Exploration of the relationship between plasma IL-1β, TNF-α, and IL-6 levels and the degree of cue-induced craving
Previous studies have confirmed that the inflammation indicators after methamphetamine abuse have significant therapeutic significance. Chronic methamphetamine exposure leads to increased BBB permeability and increases hippocampal IL-1β levels . The level of IL-1β also increased significantly in the analysis of the sample . Abuse of methamphetamine can increase the level of TNF-α in the central nervous system of the brain, and the nucleus accumbens, which is closely related to drug dependence, highly expresses TNF-α mRNA and protein . A previous study reported that deleting the TNF-α gene affects addictive behaviors in wild-type mice, including automatic methamphetamine seeking, motivation to take methamphetamine, and prompting induced cravings and drug-seeking behaviors . IL-6 can participate in neuroinflammatory response  and brain pathological changes , and enter the functional areas of the brain related to various diseases. This indicates that peripheral inflammatory factors are closely related to central nervous system damage and drug seeking.

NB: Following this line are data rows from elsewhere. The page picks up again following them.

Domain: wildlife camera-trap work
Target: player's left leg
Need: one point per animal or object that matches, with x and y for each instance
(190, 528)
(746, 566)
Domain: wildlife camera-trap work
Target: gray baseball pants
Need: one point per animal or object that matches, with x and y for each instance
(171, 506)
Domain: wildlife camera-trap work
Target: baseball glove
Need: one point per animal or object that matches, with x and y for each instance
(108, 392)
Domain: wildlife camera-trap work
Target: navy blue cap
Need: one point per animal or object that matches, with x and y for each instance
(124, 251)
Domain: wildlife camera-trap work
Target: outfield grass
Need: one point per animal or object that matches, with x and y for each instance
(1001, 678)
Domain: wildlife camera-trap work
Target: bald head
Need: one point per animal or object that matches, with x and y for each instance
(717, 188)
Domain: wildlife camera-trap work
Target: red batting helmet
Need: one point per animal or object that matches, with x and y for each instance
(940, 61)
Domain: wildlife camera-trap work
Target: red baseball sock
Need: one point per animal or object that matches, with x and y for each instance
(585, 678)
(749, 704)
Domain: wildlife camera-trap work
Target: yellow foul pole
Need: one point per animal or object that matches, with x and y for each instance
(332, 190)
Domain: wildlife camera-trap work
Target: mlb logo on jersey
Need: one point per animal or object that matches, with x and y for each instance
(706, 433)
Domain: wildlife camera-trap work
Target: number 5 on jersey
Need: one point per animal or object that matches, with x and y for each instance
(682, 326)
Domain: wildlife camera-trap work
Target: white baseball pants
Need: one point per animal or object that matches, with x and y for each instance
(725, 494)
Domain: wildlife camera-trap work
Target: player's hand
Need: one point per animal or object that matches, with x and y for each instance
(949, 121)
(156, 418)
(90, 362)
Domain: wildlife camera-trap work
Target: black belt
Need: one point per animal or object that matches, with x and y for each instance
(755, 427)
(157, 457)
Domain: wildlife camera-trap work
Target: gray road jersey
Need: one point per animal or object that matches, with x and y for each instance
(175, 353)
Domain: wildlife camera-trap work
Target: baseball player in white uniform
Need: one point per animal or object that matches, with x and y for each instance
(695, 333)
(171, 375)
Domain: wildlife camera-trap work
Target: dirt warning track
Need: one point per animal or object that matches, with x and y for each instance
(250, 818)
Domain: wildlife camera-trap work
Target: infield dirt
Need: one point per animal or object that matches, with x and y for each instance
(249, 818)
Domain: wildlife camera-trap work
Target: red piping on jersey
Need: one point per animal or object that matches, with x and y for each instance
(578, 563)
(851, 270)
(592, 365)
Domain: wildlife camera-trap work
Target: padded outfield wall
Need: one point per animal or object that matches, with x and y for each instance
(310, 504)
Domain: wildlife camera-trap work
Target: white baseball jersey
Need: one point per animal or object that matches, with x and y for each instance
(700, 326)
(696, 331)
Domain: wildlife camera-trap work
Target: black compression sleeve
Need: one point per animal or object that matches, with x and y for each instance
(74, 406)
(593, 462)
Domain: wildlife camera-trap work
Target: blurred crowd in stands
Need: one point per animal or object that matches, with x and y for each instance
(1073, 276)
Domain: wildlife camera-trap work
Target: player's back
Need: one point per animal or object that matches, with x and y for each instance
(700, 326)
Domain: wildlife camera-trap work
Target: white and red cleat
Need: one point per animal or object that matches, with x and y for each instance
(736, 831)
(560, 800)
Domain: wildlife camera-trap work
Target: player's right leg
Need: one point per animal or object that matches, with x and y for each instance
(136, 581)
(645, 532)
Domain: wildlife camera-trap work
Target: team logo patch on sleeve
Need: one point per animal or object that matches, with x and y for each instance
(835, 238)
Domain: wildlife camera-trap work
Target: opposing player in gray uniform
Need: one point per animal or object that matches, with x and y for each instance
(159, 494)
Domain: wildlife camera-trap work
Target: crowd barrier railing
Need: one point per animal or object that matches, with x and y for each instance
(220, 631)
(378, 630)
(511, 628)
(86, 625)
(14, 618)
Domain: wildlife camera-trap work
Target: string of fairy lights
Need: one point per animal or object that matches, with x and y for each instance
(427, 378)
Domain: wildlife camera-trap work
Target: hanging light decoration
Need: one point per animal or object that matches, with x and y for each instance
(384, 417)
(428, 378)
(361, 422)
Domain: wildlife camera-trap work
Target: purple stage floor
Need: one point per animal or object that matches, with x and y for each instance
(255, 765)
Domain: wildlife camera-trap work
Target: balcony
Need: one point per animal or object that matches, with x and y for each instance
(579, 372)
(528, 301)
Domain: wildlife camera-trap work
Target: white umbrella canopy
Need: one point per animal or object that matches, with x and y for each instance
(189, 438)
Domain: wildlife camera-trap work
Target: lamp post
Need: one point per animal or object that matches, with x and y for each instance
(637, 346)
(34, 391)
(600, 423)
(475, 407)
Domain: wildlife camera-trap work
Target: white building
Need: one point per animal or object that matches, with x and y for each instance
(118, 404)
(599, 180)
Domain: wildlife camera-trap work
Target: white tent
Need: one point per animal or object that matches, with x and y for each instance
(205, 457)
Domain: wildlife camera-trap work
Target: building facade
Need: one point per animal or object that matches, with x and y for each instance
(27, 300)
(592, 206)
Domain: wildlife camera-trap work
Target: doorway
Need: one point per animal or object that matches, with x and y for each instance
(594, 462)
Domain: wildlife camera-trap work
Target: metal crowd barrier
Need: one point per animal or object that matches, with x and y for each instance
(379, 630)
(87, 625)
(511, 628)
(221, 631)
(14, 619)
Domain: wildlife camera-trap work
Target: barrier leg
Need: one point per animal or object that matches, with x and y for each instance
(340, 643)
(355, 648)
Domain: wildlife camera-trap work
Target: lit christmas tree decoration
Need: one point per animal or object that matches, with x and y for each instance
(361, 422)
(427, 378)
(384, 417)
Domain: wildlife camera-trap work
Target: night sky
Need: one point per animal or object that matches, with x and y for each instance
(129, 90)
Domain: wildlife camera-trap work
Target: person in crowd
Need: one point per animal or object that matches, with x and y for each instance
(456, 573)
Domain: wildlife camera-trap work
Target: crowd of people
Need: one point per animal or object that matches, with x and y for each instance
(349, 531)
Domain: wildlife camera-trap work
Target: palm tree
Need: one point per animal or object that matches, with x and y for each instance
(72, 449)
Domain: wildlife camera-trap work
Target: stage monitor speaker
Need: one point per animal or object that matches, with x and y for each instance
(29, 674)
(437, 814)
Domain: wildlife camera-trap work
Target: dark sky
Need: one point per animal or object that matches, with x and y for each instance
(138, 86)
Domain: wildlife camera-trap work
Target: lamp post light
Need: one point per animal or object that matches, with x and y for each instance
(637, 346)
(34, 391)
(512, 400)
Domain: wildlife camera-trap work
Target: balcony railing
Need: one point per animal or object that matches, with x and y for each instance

This study showed that the plasma inflammation levels in the CC group and the CE group were similar. Interestingly, when the craving degree is significantly different between the NCC group and the CC group, the plasma inflammation level is also different. In addition, the correlation analysis between the predicted VR-VAS score and the plasma inflammation level shows that they are both positively correlated. This indicates that plasma inflammation levels in methamphetamine withdrawal patients are significantly related to drug cravings caused by brain inflammation. This may be similar to the results of previous studies on the damage of peripheral and central nervous system structures and mental disorders.